Although Chinese art is seeing competition in the marketplace from South Korea, Southeast Asia and Japan, China’s artists and collectors continue to fuel a global market with artworks and purchasing power that dominate headlines and collections.

Poly Culture Group, based in Beijing, essentially controls mainland market sales and is the third- largest art auction house in the world, though far behind Christie’s and Sotheby’s, which cater to the more Western-focused Hong Kong market. But not all the action is in mainland China. Last November at Christie’s in New York, Chinese taxi driver-turned-billionaire Liu Yiqian bought Modigliani’s Nu Couché for $170.4 million, reportedly paying with an American Express card. The painting, along with the collector’s other holdings, are destined for his two private museums in Shanghai that will be open to the public.
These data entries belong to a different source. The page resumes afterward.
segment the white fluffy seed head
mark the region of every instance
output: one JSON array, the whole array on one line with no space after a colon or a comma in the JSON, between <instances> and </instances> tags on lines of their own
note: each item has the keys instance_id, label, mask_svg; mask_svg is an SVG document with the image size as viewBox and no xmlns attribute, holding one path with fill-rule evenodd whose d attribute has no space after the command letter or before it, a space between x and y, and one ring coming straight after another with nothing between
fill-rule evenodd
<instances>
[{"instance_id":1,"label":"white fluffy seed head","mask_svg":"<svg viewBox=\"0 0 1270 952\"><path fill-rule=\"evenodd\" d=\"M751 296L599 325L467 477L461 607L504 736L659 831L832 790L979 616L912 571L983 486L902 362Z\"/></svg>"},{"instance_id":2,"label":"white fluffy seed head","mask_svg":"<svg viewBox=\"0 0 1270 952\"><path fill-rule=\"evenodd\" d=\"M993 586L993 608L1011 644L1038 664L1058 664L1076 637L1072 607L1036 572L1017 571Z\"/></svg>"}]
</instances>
Conversely, pioneering gallerists like Christophe Mao, who once worked in finance, was one of the first to bring contemporary Chinese art to America when he opened Chambers Fine Art in Manhattan in 2000. Today, with galleries in New York and Beijing, Mao continues to showcase blue-chip and emerging art talent from China.

China is home to an explosive contemporary art scene. Among the notable artists in Chinese contemporary art are Zhang Xiaogang, whose portraits are archetypally Chinese and reference the Cultural Revolution; and Yue Minjun, whose grotesque self-portraits are an acquired taste but famously representative of a style that could come from nowhere else. The more painterly and substantive work by Liu Xiaodong is reminiscent of Lucian Freud, while Zeng Fanzhi paints with the ferocious intensity of German Expressionists like Otto Dix and Max Beckmann.

If such intense contemporary works are not to every art lover’s taste, China’s artistic past provides a rich assortment of aesthetic rewards.

Ancient jade, porcelain and bronze pieces, some more than 2,000 years old, offer collectors ample opportunity to spend a fortune on vibrant samples of cultural heritage. In 2014, when Liu Yiqian paid $36 million for a rare tiny porcelain Ming Dynasty tea “chicken cup” adorned with a humble, hand-painted chicken, he shocked the world’s curators, conservators and collectors by taking a sip of tea from his newly acquired treasure.